Budapest Roll Cake

Budapest Roll Cake is a classic Swedish pastry made with hazelnut merengue, and filled with cream and mandarin. Delicious with a cup of coffee or as a dessert. 

Budapest Roll Cake
Ingredients   (10 servings)

6 egg whites
300 ml caster sugar
150 g roasted hazelnuts
75 ml cornflour

Filling:

200 ml whipping cream 
175 g mandarin segments, drained weight
25 g dark chocolate
METHOD:

Preheat the oven to 175°C or 160°C fan.

Whisk the egg whites until stiff peaks form. Add the caster sugar a little at a time, whisking constantly. Whisk until you have a glossy meringue.
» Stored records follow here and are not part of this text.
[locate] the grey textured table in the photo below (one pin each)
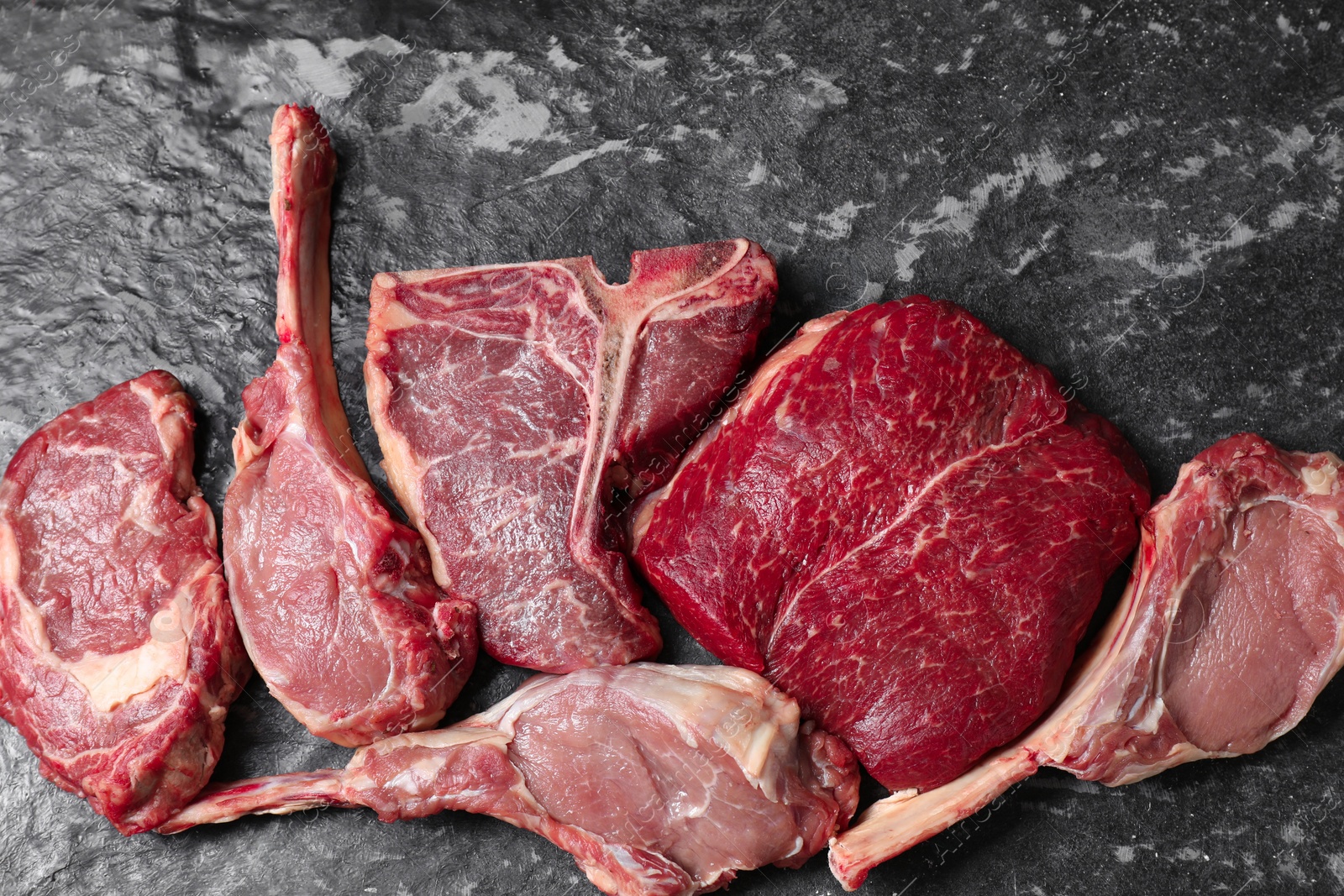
(1146, 199)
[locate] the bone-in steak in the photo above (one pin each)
(905, 526)
(1230, 627)
(118, 654)
(335, 600)
(662, 781)
(519, 405)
Blend the hazelnuts to a fine flour in a food processor.

Gently fold the hazelnuts and cornflour into the meringue and mix together to form a smooth batter.
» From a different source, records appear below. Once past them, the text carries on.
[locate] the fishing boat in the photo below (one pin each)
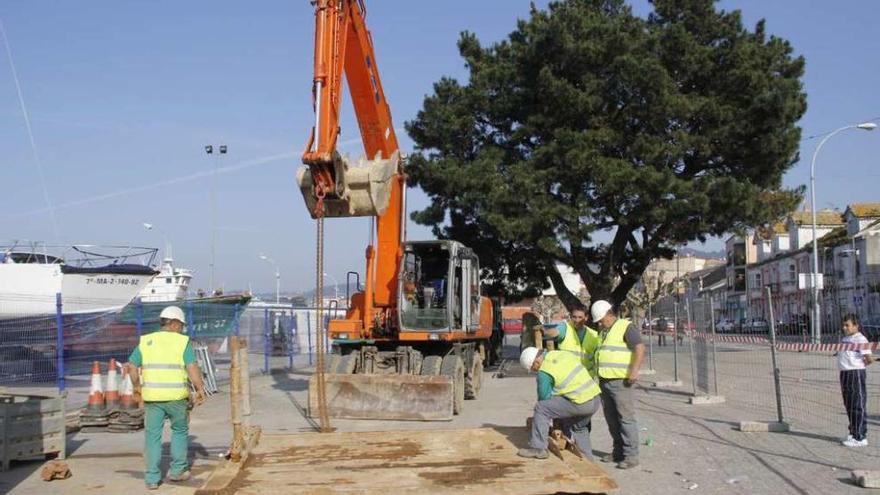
(89, 279)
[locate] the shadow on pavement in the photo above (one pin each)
(284, 382)
(667, 391)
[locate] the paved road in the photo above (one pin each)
(694, 447)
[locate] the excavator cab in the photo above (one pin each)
(439, 287)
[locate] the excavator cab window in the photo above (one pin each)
(424, 290)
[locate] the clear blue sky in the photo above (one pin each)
(123, 95)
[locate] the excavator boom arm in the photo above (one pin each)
(333, 186)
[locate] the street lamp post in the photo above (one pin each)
(277, 278)
(209, 149)
(814, 279)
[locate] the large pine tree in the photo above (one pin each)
(603, 140)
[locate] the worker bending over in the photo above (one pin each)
(567, 392)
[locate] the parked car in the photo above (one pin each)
(754, 325)
(669, 326)
(725, 325)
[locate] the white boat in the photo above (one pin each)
(171, 284)
(90, 279)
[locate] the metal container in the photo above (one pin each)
(31, 426)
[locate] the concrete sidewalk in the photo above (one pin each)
(694, 448)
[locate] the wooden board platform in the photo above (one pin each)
(429, 461)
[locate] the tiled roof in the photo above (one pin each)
(865, 210)
(767, 233)
(823, 217)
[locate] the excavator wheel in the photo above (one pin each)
(331, 362)
(431, 366)
(474, 381)
(453, 367)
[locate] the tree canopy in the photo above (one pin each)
(602, 140)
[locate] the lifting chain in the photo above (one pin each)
(323, 417)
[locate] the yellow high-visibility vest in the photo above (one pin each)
(613, 357)
(570, 379)
(163, 371)
(584, 349)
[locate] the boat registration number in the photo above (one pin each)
(112, 281)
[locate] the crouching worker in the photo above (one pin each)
(566, 392)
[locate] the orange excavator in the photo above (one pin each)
(414, 342)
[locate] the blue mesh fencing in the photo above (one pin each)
(86, 330)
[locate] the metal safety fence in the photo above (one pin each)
(766, 365)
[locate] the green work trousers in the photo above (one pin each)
(154, 419)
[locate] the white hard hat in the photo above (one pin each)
(599, 310)
(173, 313)
(528, 357)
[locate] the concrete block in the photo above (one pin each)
(668, 383)
(763, 426)
(866, 479)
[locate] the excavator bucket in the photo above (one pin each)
(362, 188)
(389, 397)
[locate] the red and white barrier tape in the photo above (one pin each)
(781, 346)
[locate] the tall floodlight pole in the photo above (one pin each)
(277, 277)
(816, 330)
(209, 149)
(335, 284)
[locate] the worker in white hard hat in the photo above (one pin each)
(618, 361)
(567, 392)
(166, 359)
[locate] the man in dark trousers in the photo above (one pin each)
(661, 331)
(618, 361)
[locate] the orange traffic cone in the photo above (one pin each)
(111, 396)
(96, 393)
(127, 401)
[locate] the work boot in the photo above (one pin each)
(179, 477)
(533, 453)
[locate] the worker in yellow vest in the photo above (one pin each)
(567, 392)
(166, 359)
(618, 361)
(575, 337)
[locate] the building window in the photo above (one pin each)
(739, 254)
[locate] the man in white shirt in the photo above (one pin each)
(852, 382)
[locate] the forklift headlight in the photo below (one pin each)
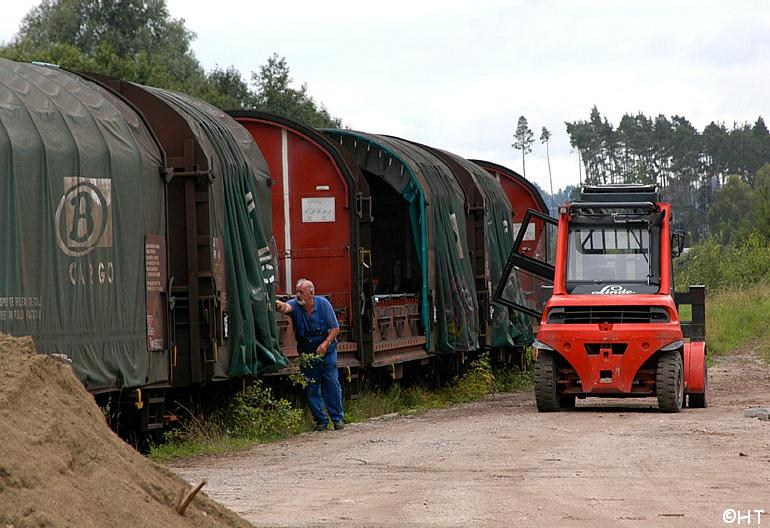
(540, 345)
(676, 345)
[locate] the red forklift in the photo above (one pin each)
(610, 325)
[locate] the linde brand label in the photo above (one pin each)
(83, 223)
(613, 289)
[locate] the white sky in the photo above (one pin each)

Line a baking tray with baking paper. Pipe the meringue in even strips along the short side of the paper or spread it out in an even layer.

Bake the hazelnut meringue in the middle of the oven for approx. 25 mins.

Allow the meringue to cool completely before turning it out onto a new sheet of baking paper. Remove the paper on which the meringue was baked.

Filling:

Whip the cream and mix in the drained mandarin segments. Spread the filling over the meringue. Roll it up like a Swiss roll and leave it to set in the fridge.

Roughly chop the chocolate and melt it in a bain-marie or in the microwave.

Drizzle the melted chocolate over the Budapest Roll Cake. Leave to set, then cut into 10 pieces.